Friday, June 19, 2009 at 7:07:00 PM PDT  
Blogger Jemima said...

Just re-read Edelstein's piece. I see what you're saying. My apologies.

Friday, June 19, 2009 at 7:58:00 PM PDT  
Blogger dhvibe said...

To be honest it is a matter of the reader and the writer. The editor is there and often does more harm than good in my opinion. The reader may always put it down. If you work a 40 plus hour a week job, and have other social obligations (e.g. family or friends) then the free time left often influences the reader. Do I have the time for a multi volume work? Maybe I do, maybe not. If an author feeling arrogant, (having read the opinion of one on this page) thinks he or she can get away with the attitude that they are right and readers are lazy I wish them luck with that. The truth is that readers will suffer through hundreds of pages of fluff if they care about the characters. If, however, they feel nothing for the protagonist or there is to much (as my nephew says rightly "sitting on their ass time") of nothing then dream as you may, edit as you will, but at nearly ten dollars a paperback the reader may decide to go to the movies.

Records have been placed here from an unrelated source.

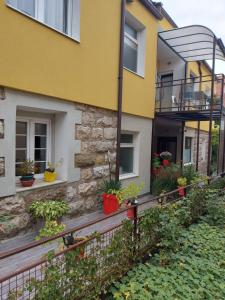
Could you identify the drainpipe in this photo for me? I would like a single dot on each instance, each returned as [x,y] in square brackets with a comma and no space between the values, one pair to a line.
[120,87]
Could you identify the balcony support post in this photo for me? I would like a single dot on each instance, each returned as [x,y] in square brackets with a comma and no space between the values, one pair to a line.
[211,108]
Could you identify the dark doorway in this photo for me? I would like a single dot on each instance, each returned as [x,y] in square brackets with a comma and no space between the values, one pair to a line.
[168,144]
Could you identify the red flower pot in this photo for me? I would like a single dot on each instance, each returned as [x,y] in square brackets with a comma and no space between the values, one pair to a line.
[110,203]
[27,183]
[165,162]
[181,191]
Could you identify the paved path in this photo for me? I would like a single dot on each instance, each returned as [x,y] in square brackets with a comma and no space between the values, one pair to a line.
[18,261]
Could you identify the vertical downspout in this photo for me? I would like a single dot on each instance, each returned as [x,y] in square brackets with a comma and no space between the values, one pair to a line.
[198,131]
[183,122]
[211,108]
[120,87]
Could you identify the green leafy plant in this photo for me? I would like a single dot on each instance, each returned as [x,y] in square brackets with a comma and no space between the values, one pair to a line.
[26,168]
[182,181]
[50,211]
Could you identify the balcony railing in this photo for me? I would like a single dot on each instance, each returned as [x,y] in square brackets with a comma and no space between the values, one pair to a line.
[191,94]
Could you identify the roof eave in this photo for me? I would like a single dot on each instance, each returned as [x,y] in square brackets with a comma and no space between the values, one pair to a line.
[151,7]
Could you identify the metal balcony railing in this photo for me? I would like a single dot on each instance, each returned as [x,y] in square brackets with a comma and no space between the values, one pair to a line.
[190,94]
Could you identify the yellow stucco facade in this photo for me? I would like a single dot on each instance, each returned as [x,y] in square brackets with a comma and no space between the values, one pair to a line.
[38,59]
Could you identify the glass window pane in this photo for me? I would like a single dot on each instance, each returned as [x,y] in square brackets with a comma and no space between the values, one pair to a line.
[21,127]
[21,141]
[25,6]
[56,14]
[126,138]
[40,129]
[131,31]
[130,57]
[40,167]
[40,155]
[126,160]
[21,155]
[40,142]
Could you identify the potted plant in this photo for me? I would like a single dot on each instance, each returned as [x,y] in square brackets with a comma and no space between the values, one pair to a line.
[130,193]
[51,212]
[50,173]
[156,163]
[27,170]
[182,182]
[110,194]
[166,158]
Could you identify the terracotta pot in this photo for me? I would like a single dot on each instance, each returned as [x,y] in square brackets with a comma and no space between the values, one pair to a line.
[110,203]
[181,191]
[166,162]
[27,183]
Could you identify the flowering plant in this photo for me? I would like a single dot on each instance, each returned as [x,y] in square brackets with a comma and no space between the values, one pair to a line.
[166,155]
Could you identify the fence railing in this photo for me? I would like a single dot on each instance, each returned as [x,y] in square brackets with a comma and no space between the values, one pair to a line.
[107,254]
[190,94]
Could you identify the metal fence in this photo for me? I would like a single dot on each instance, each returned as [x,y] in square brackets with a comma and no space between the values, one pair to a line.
[76,268]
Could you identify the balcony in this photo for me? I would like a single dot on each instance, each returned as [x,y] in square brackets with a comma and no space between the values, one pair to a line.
[190,99]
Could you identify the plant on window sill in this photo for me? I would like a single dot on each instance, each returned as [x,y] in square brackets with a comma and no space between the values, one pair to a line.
[50,211]
[27,169]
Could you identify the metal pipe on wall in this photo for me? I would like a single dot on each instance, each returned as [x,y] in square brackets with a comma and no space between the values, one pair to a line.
[120,87]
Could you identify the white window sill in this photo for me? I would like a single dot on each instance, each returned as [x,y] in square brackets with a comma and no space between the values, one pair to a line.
[127,176]
[135,73]
[38,184]
[44,24]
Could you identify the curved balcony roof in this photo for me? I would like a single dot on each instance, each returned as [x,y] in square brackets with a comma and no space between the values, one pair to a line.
[193,43]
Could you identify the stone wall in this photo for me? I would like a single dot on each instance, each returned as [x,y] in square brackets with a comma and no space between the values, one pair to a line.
[97,133]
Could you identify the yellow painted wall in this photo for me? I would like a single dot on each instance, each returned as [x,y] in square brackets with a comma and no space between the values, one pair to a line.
[139,92]
[37,59]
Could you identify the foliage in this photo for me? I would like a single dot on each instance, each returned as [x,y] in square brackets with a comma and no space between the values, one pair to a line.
[166,180]
[190,173]
[50,211]
[196,271]
[110,185]
[166,155]
[156,161]
[182,181]
[26,168]
[218,183]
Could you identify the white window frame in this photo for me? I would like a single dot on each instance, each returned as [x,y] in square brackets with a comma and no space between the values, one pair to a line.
[133,145]
[140,42]
[74,29]
[30,139]
[191,161]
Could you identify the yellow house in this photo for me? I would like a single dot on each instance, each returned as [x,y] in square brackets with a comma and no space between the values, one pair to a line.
[60,84]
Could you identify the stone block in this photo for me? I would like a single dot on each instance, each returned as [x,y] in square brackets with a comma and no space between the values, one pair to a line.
[84,160]
[105,121]
[110,133]
[83,132]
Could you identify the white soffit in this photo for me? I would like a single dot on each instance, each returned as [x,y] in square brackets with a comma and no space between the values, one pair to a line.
[192,43]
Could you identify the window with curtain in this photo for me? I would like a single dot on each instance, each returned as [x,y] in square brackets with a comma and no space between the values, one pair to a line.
[188,150]
[62,15]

What is the solution? There is no one solution. But at a draft stage an author can learn to be more practical. A manuscript can be as long as the author wants, but a published book needs to meet the needs of the reader too. And how many characters do you need to inhabit a story? Most people read for pleasure. Most people read to escape, and to pass the time. That is the truth.

You cannot get around it. Orwell wrote that the age that an author lives in will determine the author’s subject matter. It may be equally true for the reader, who will need a particular subject, a hero that will take on a journey that the reader cannot. It is really up to the writer. It is that simple. To suggest that people are lazy about reading is absurd. What is happening is that writers are not meeting the needs of the average reader. If the reader or editor says too long then swallow your pride and listen. We live in a digital age. Most people are over saturated with information and the effect is mind numbing. Try Googling your favorite author sometime and make note of all the crap, commercial and otherwise that you must scan thru. Let’s say I want an essay by Orwell (a favorite author of mine) but I don’t have it in any of the books I have by Orwell, then I will (this has happened to me-probably you too) have to dig through at least twenty to thirty hits before I find a download that I can read online. The competition for attention of audiences is keen. Television and videos require less cognitive effort. At the end of a hard day at work the last thing I want is to wait for the hero to move his or her ass. Sometimes, the hero doesn’t even have a chance. I just want to get in bed and turn on Animal Planet. LOL!

So if writers wish to ponder this problem try and remember that you are writing for many reasons, but if you are publishing then one of those reasons worked 9 to 5 today and has just come from the gym and had to get dinner on the table for the kids and has a whole thirty minutes to spare…and who is lazy?

Tuesday, September 1, 2009 at 3:09:00 PM PDT  
Anonymous Anonymous said...

Books of the future will be no more than 50 pages. (That will be considered too long). Yes, Melville should have shortened his book, along with any other author over 100 pages. Long books = equal arrogance to me. If you can't say what you need to in 50-100 pages, forget it. It isn't worth saying. Get to the point. Drop the details and flowery language. In this culture, we super-size everything. Remember, people have dozens of entertainment options, not only reading, these days. Eventually, the novel will become outdated like the 8-track player. Right now, no one I know reads books anymore. Yes, they are all college educated and have the time. Our attention span has dropped to nothing. We are working two or three jobs not even to scrap by or pay the bills. I know this sounds depressing, yet I'm speaking only how I see it. Science fiction will be the only exception.